Wallet Safety Benchmarks

How do you know a wallet protects users instead of just claiming to?

Benchmark wallet safety on architectural guarantees, not feature checklists. A wallet that passes these benchmarks prevents known failure classes by design. A wallet that fails them relies on users making no mistakes — which is not safety.

Benchmark Checklist (Landing Surface)

This checklist is the deterministic entry point. Review starts here, then moves to chain-specific implementations.

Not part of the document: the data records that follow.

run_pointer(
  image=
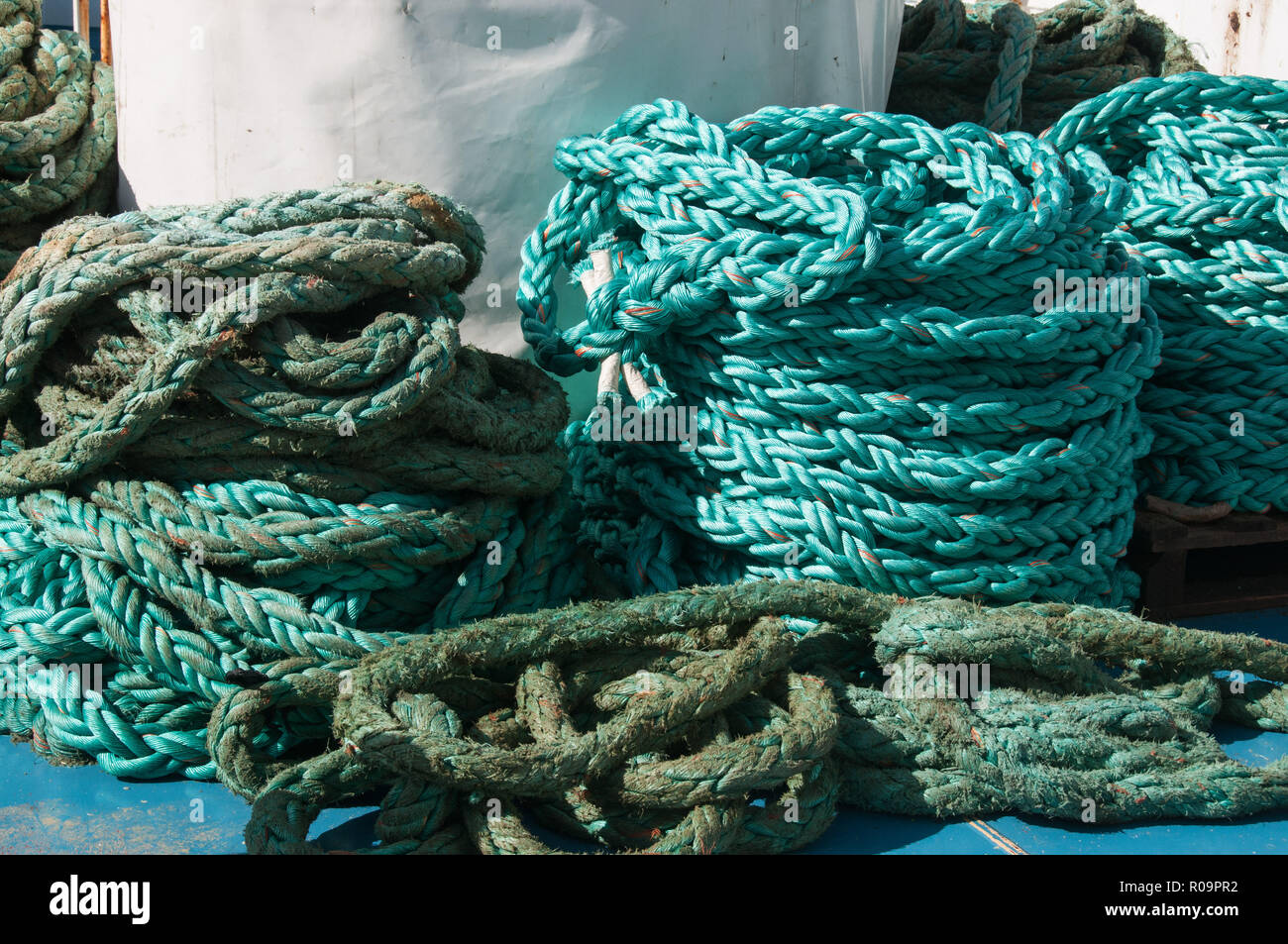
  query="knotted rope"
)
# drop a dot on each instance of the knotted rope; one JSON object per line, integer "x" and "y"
{"x": 56, "y": 129}
{"x": 1209, "y": 220}
{"x": 846, "y": 304}
{"x": 283, "y": 474}
{"x": 696, "y": 721}
{"x": 1009, "y": 69}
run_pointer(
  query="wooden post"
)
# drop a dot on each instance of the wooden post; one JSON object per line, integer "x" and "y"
{"x": 104, "y": 33}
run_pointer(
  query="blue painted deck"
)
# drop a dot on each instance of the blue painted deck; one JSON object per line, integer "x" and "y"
{"x": 81, "y": 810}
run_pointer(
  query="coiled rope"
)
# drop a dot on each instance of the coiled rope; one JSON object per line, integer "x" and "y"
{"x": 695, "y": 721}
{"x": 1206, "y": 157}
{"x": 287, "y": 476}
{"x": 56, "y": 129}
{"x": 996, "y": 64}
{"x": 911, "y": 424}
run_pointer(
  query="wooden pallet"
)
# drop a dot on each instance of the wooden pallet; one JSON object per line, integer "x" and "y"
{"x": 1235, "y": 563}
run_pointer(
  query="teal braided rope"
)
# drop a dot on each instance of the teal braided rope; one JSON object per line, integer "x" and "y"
{"x": 696, "y": 721}
{"x": 56, "y": 129}
{"x": 1009, "y": 69}
{"x": 294, "y": 474}
{"x": 911, "y": 424}
{"x": 1207, "y": 161}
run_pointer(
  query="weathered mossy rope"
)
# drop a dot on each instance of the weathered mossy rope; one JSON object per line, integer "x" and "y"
{"x": 1207, "y": 161}
{"x": 999, "y": 65}
{"x": 56, "y": 129}
{"x": 291, "y": 476}
{"x": 848, "y": 303}
{"x": 657, "y": 723}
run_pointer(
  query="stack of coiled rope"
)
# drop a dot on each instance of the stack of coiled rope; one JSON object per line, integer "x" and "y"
{"x": 695, "y": 721}
{"x": 848, "y": 304}
{"x": 1207, "y": 159}
{"x": 56, "y": 129}
{"x": 996, "y": 64}
{"x": 243, "y": 442}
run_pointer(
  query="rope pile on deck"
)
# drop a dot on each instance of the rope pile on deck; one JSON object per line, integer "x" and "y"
{"x": 56, "y": 129}
{"x": 1209, "y": 222}
{"x": 996, "y": 64}
{"x": 848, "y": 305}
{"x": 245, "y": 441}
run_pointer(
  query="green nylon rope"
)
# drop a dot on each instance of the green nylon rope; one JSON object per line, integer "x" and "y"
{"x": 911, "y": 424}
{"x": 1009, "y": 69}
{"x": 695, "y": 721}
{"x": 1207, "y": 161}
{"x": 296, "y": 472}
{"x": 56, "y": 129}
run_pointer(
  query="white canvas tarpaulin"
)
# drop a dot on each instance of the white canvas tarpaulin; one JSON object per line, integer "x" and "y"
{"x": 231, "y": 98}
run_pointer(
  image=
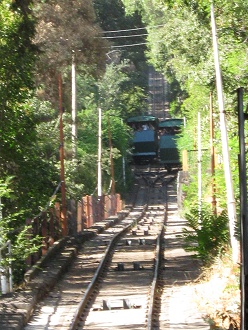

Dimension	Deterministic Check	Result
Connection Safety	App never receives key material; signing fully delegated	Pass / Warn / Fail
Transaction Transparency	Preview shows full effect before sign (assets, gas, steps)	Pass / Warn / Fail
Destructive Protection	Irreversible actions require explicit informed consent	Pass / Warn / Fail
Asset Visibility	All owned assets are enumerable; nothing hidden	Pass / Warn / Fail
Asset Operations	Transfers/listings are safe by default; no key lifecycle side-effects	Pass / Warn / Fail

If any critical check fails, overall result is Fail.

Three Implementations (Comparison Track)

Use one checklist, three implementations:

Track	Status	Primary Primitive	Comparison Purpose
Solana	Active reference	Runtime guards + simulation	Baseline implementation for account-based chain safety
Sui (Move)	Primary engineering target	Object model + Move constraints	Deterministic safety with stronger architectural guarantees
EVM	Planned	Account/storage model + contract-level guards	Cross-ecosystem comparability and broader adoption

The benchmark is chain-agnostic; implementations are chain-specific.

Value Role

Without Benchmarks	With Benchmarks
Safety claims are marketing	Safety claims are testable
Each team reinvents protections	Proven patterns are reusable
Failures are discovered by users	Failure classes are prevented by architecture
Trust depends on brand	Trust depends on evidence

Core Benchmarks

Five dimensions, each derived from a known failure class in wallet engineering. Every dimension has a reference implementation proven across Sui and Solana.

1. Connection Safety

Can the wallet establish a session without exposing private keys?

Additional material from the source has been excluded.